Curso – Técnico de Higiene e Segurança no trabalho Módulo – Projeto de segurança e higiene do trabalho – Planeamento Formando – Hugo Vasconcelos Formador

– João Moniz 15-04-2013

Concluído mais um módulo, este com uma duração de 50 Horas e nos facultado pelo formador João Moniz, módulo este completamente técnico e de enorme importância para qualquer Técnico de higiene e segurança no trabalho. Tínhamos como objetivo Aplicar as técnicas de planeamento de um projeto. Daí que nas aulas aprendi a ler fichas de equipamento, como também aprendi a fazer. Em que por sua vez tive que fazer o levantamento de todos os equipamentos em que vamos usar no nosso Projeto, em que vamos fazer a construção de um Hotel. As fichas de equipamento são muito importantes e todos equipamentos têm que as ter, pois é através da mesma que vamos saber as características do equipamento, os riscos que do mesmo pode vir, o que podemos fazer para evitar o risco e também os EPI’S que naquele equipamento temos que usar.
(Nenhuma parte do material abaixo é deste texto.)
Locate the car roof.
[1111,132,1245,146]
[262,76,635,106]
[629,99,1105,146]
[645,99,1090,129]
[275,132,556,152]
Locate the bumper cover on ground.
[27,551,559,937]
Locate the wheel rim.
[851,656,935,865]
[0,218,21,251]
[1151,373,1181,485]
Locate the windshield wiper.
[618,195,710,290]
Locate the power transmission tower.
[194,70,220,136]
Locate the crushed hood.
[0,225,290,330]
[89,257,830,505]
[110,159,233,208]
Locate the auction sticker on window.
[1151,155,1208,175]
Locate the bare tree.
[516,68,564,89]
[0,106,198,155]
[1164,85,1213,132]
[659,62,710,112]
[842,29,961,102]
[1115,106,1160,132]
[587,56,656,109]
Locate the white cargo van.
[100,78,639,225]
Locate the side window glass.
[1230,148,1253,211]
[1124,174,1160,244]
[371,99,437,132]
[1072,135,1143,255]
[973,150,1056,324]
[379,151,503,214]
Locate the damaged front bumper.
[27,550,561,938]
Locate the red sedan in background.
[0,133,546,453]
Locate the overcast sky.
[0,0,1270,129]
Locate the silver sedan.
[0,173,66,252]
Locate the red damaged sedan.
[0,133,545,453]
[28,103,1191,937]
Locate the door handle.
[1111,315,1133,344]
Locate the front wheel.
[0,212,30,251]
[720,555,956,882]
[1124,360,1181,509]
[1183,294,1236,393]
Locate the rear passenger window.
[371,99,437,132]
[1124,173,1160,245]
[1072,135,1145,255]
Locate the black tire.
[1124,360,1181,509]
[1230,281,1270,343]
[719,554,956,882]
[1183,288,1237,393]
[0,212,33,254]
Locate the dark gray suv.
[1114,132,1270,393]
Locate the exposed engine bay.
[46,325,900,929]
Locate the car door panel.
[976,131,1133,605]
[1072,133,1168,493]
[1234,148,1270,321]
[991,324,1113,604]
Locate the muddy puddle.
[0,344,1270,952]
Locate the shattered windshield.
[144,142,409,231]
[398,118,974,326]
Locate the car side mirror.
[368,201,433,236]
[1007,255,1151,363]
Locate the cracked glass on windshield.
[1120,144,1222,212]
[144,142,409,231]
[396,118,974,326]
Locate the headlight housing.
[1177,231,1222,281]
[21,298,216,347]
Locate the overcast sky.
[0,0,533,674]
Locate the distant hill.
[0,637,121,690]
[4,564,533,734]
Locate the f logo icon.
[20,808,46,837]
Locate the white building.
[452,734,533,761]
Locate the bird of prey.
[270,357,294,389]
Também em conformidade com as fichas de equipamento, aplicamos uma metodologia de avaliação de riscos para cada equipamento, entre muitos métodos que aprendi, apliquei o Método William Fine, pois para mim é dos métodos que tenho em meu domínio este era o que melhor se aplicava aos riscos que os equipamentos que vamos utilizar no nosso projeto, pois o mesmo dá-nos a consequência, do risco que equipamento possa ter, a exposição de quem desempenha a atividade, e a probabilidade deste mesmo risco acontecer, em que com a tabela William Fine (ferramenta de serviço), fazemos a multiplicação da CxExP, em que nos dará um valor em que recorremos á tabela e no Grau de perigosidade, classifica o risco desde do aceitável até ao muito alto sendo que se o resultado for superior a 200, a medida a tomarmos e´ suspender de imediato os trabalhos, numa situação menos complexa que na multiplicação dos valores que atribuirmos for inferior a 20 é uma situação em que não acarreta riscos daí não temos que atuar. Depois da multiplicação e de termos os o nosso grau de perigosidade, e dependente do resultado do risco vamos atribuir o fator de custo, consoante o valor esperado do custo da ação corretiva, caso a mesma seja necessária, em que depois multiplicamos pelo Grau de correção, em que atribuímos o valor consoante a redução do risco que conseguimos corrigir, nesta multiplicação nos dará um valor em que depois este valor é dividido com o valor obtido da CxExP em que por sua vez nos dará o valor final, se e´ justificável ou não justificável, em que sendo superior a 10 justifica, sendo inferior não justifica.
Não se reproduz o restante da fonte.